Wednesday, April 30, 2008

Blogging Penitence

There exists an interactive media design principle that suggests web design needs to move users to take action, and blogs specifically should induce conversation. Strangely, I never felt my blog was accomplishing this task (i.e., people rarely leave comments, or I have only been contacted but a few times in regards to this blog). However, sometimes, its only when you stop doing something that you realize the influence it was having (i.e., I recently broke my rule to never eat "mixed nuts"—I've always felt a psychologic allergy to nuts. Needless to say, I was really sick the next day.) Well, it turns out after leaving my blog for a few months (due to dissertation commitments; BTW, I am finally done with my Ph.D.) I was contacted by several people who asked me: "what happened?

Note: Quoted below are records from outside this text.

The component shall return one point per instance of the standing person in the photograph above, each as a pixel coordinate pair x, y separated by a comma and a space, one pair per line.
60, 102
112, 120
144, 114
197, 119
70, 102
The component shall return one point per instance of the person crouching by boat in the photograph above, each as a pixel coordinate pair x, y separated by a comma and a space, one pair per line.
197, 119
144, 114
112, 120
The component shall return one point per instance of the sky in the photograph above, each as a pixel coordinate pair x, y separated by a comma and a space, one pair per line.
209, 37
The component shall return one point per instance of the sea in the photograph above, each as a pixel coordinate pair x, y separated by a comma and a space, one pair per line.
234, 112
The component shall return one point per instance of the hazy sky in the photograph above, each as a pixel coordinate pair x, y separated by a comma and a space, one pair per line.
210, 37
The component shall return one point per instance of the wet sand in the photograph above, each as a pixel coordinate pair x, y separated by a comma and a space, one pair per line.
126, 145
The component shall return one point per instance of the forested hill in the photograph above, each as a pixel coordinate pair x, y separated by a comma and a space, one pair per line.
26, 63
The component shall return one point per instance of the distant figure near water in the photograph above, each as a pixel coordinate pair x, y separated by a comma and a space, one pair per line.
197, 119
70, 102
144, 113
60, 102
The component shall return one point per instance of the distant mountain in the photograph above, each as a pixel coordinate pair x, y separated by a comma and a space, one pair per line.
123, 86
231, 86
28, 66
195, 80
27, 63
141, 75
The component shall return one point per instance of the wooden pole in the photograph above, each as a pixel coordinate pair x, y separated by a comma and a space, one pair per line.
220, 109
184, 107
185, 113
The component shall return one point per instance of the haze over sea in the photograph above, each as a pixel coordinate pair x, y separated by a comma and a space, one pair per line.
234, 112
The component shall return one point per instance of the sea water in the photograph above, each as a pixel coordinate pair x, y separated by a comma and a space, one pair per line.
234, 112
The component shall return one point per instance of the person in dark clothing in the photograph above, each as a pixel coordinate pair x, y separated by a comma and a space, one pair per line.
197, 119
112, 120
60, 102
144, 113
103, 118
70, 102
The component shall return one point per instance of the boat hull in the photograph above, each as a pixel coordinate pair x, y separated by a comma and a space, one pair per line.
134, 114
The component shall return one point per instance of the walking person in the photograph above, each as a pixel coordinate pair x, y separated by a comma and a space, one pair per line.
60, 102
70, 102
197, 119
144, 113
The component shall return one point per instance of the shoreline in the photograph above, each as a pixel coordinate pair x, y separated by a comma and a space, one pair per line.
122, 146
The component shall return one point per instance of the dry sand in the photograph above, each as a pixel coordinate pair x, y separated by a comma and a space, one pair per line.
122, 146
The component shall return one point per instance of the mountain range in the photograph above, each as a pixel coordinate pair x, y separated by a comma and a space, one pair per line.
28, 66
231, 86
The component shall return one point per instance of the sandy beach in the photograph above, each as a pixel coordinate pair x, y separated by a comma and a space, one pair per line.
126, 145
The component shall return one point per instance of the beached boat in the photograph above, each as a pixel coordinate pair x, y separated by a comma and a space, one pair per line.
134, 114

Where you at?" So, in an effort to once again become a regular blogger, I am committing myself to blog a min. of once a week (I feel if I give myself a number, then I'll actually write, and hopefully only write things that are of some significance. For example, did you know that "an American kids drops out of high school every 26 seconds. That's more than a million every year... ignorance in the U.S. is not just bliss, it's widespread. A recent survey of teenagers by the education advocacy group Common core found that a quarter of U.S. teens could not identify Adolf Hitler, a third did not know that the Bill of Rights guaranteed freedom of speech and religion, and few than half knew that the Civil War took place between 1850 and 1900" (see Bob Herbet's column from the Times). I am not sure what the answer is, but technology in the classroom seems to be a viable answer: if we can empower students with an interest and reason to be in school, they will ideally glean information. Technology can be a great motivator. If more teachers would empower their students with technological (and I am not talking just computers here. Technology involves engineering, manufacturing, automotive, computer science, design, etc.) options I would venture to guess that student drop out would decrease. There are several empirical studies that validate this belief, the problem is, despite these findings, many schools—heck, the entire educational system at a whole really needs a systemic change, where innovative pedagogy is accepted, promoted, and rewarded.